Feeling physically capable can lead to feeling emotionally satisfied with one’s own body and life. For queer-identified people, not feeling comfortable or safe exercising in the hyper-gendered, overly masculine spaces of standard gyms means being denied the benefits of a healthy lifestyle.
“[We] are the ones that are getting left out of mental and emotional spaces,” said Page. “Physical fitness has been proven to help mental and emotional health.”
For Page, fitness involves more than losing weight or toning muscle. It means having a holistic view of health. “You can come with whatever goal you want, but our mission is to make you feel comfortable in your body whatever way that looks for you,” she said.
At Radically Fit, Page strives to create niche events tailored to different groups within the queer community, in addition to larger, more open events. Page describes them as efforts to create “even more inclusive space within our inclusive space.”
“We’re kind of trying to take the most marginalized communities within our bigger community and make sure they have their own space within the gym,” she said. To that end, Radically Fit offers a class in transgender and gender nonconforming mind-body alignment. Led by a trans physical trainer, the class aims to help members center their emotional, physical, and mental identities without feeling self-conscious or concerned about safety. Radically Fit will also begin offering programs specifically for queer people of color starting in September.
Page views queerness as an identity forged at the intersection of orientation, gender, and politics. The three elements balance differently for different people.
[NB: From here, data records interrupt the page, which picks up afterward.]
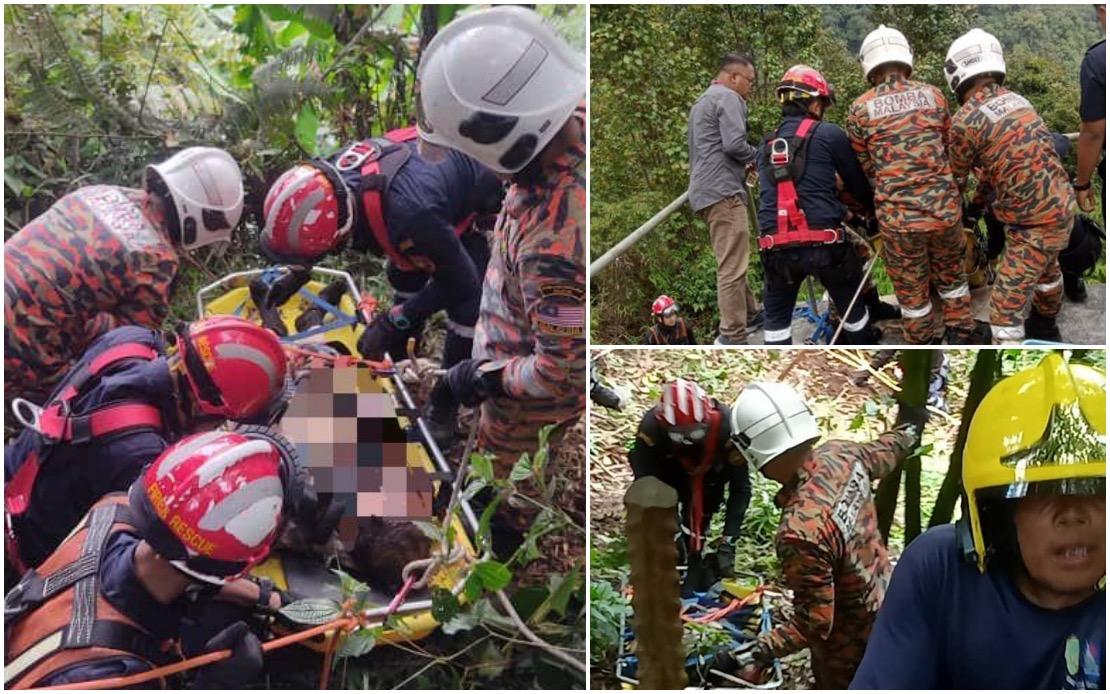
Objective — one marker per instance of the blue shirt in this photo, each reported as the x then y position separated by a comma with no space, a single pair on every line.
945,625
829,153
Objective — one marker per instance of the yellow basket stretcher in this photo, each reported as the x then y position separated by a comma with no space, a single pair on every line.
341,330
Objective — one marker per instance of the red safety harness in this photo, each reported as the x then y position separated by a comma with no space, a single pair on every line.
374,162
697,478
59,425
787,158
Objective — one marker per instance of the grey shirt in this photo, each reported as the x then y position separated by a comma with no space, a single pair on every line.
717,133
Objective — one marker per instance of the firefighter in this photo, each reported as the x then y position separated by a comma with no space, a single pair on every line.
667,327
111,599
898,130
684,441
1012,596
381,197
828,541
800,212
528,365
118,409
998,133
106,255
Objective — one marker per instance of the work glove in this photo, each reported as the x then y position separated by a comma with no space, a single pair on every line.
238,671
726,557
382,333
470,385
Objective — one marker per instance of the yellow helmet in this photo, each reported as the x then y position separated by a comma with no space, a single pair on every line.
1040,431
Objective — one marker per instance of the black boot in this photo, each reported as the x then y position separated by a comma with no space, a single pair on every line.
1039,327
979,334
1075,289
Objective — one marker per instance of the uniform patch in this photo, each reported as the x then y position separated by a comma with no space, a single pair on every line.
1000,107
851,500
897,103
563,309
121,217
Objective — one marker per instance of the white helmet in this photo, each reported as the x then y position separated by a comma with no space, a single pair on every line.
497,84
207,188
974,53
769,419
884,46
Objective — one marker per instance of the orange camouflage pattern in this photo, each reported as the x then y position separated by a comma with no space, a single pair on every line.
916,261
532,321
998,133
898,130
833,555
96,260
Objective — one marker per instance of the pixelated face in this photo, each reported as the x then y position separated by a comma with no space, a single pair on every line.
346,432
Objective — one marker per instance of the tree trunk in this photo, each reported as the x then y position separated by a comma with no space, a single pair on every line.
917,371
984,375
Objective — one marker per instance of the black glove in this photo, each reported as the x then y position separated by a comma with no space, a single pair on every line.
238,671
382,332
726,557
468,385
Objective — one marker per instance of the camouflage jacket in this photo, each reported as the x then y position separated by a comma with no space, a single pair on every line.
92,261
533,315
998,133
830,550
899,131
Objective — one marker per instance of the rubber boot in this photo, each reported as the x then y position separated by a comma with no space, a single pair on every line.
1075,289
1039,327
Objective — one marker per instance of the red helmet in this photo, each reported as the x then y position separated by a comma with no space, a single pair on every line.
308,213
211,503
684,411
234,368
804,82
663,305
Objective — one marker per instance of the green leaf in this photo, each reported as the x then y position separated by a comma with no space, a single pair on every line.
494,575
357,644
444,605
308,124
522,469
312,611
482,466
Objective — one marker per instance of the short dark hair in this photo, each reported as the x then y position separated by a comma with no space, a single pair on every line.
735,59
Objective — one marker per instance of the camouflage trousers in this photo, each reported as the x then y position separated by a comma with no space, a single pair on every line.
919,259
1029,269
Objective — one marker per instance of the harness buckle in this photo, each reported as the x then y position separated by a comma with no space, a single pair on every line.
779,152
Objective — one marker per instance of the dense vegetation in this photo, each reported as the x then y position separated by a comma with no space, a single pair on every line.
648,63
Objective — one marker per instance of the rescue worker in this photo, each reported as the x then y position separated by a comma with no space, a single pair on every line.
719,154
800,212
383,198
667,327
828,541
110,601
528,366
1012,596
684,441
118,409
106,255
1092,113
998,133
898,130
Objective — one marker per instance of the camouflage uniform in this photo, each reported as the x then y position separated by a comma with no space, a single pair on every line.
533,317
92,261
999,133
833,556
899,129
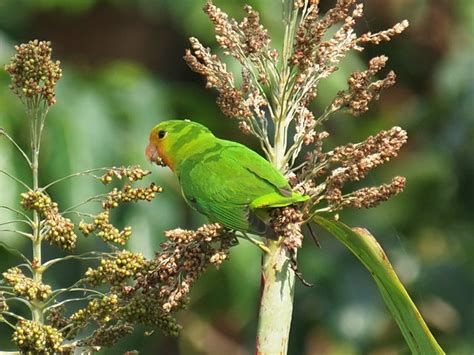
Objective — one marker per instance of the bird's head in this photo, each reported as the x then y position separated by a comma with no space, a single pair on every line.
173,140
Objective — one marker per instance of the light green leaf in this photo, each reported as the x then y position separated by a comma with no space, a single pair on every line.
366,248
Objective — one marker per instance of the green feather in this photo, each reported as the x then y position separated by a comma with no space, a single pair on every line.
224,180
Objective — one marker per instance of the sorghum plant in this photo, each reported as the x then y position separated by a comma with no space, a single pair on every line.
272,101
120,289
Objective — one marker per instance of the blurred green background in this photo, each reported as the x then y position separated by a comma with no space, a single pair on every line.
123,73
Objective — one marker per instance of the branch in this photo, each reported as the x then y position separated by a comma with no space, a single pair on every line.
17,211
21,151
15,179
81,173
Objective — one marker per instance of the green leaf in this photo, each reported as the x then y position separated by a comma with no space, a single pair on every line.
366,248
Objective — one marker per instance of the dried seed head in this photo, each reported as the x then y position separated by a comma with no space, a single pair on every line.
34,338
24,286
33,73
133,173
117,269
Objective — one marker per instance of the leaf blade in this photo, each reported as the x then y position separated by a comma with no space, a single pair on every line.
366,248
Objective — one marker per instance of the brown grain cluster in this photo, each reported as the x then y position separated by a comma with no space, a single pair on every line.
185,256
33,73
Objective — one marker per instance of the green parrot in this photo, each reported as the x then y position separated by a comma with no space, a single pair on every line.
224,180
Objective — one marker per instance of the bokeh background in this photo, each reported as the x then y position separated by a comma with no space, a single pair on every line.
123,73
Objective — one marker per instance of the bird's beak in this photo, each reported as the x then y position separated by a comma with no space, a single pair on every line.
152,154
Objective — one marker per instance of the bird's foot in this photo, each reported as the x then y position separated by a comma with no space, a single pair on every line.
256,242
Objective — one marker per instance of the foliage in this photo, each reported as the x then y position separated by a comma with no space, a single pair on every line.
125,289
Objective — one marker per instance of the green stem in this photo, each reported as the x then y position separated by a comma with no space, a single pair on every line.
276,304
278,278
37,306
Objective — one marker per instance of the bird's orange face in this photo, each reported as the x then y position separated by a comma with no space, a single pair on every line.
156,148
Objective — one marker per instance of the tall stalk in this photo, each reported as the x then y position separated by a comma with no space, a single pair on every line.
37,111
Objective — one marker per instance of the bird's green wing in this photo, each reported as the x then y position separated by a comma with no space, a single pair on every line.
223,184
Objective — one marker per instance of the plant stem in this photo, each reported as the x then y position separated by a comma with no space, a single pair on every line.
37,306
276,304
278,278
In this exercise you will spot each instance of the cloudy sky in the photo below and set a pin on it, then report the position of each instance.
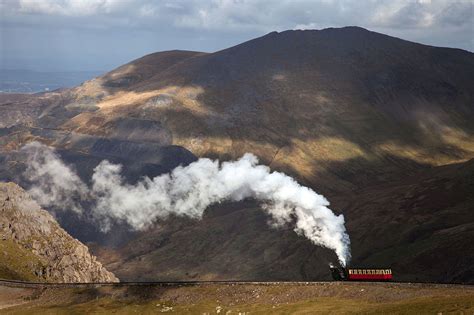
(102, 34)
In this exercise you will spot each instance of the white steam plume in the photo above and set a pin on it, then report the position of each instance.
(189, 191)
(56, 184)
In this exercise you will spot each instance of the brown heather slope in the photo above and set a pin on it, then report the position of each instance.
(242, 298)
(348, 112)
(34, 247)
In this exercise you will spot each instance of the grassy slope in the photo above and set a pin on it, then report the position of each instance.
(337, 298)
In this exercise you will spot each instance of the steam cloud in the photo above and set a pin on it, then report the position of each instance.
(186, 191)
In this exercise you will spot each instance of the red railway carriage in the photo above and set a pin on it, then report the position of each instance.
(361, 274)
(369, 274)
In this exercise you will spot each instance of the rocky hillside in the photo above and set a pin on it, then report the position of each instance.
(34, 247)
(348, 112)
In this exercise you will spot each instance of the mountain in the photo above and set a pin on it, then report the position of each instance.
(35, 248)
(379, 125)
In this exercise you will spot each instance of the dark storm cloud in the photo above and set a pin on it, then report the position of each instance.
(101, 34)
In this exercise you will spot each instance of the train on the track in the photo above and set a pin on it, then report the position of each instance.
(361, 274)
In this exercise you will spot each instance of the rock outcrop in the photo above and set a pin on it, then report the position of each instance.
(54, 255)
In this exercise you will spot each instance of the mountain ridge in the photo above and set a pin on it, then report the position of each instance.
(343, 111)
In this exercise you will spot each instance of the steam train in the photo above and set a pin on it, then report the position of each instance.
(361, 274)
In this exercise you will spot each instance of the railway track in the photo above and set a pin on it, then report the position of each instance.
(24, 284)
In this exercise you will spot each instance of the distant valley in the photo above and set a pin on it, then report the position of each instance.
(382, 127)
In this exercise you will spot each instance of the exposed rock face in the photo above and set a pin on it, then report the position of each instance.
(62, 258)
(361, 117)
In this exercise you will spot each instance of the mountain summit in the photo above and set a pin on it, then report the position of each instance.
(359, 116)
Having access to health facilities gives people the opportunity to find that balance themselves.
“I think that there’s a lot of political feeling that goes into queerness — having more of a radical look at things,” she said. “My political beliefs have opened immensely since stepping into my queerness. So has my sense of being a woman of color.”
The hyper-awareness that queer individuals have for both the state of the world and the state of their own bodies can have severe negative impacts on emotional health.
“Stress manifests in the body,” said Rocco Foronda, owner of Bayan Roots. “A lot of time that’s coming from outside stress factors, especially in the last couple of years.”
Many queer individuals have come to experience daily life as a low simmer state of mixed rage and anxiety, with occasional high boil points. Foronda cites the June 2016 Pulse nightclub shooting in Orlando, Fla., the August 2017 Unite the Right rally in Charlottesville, Va., and the seemingly constant rallies and riots in Oakland and Berkeley as contributing stress factors. Not to mention efforts by the current government administration to undermine the rights of queer and trans individuals.
“The government being against those communities by policy and by law has a huge impact on the mental health of all of us,” said Foronda. “It’s extremely high stress times for many people in our community.”
Though all are welcome to massage and acupuncture at Bayan Roots, the facility centers health and wellness around the queer, larger bodied, trans, and POC experience. “Our entire objective is to make a space where people are seen and heard,” Foronda said.
According to Foronda, even well-intentioned queer spaces sometimes leave out other facets of identity. “Just because you say that you’re a queer space doesn’t necessarily mean that you’re welcoming of all bodies,” they said. “One of the best feedbacks we’ve heard was from a client who said, ‘This is the first time I’ve walked into a queer space that I’ve felt able to be my entire self.'”
As more spaces begin to prioritize queer fitness, there will be even more opportunities to do so.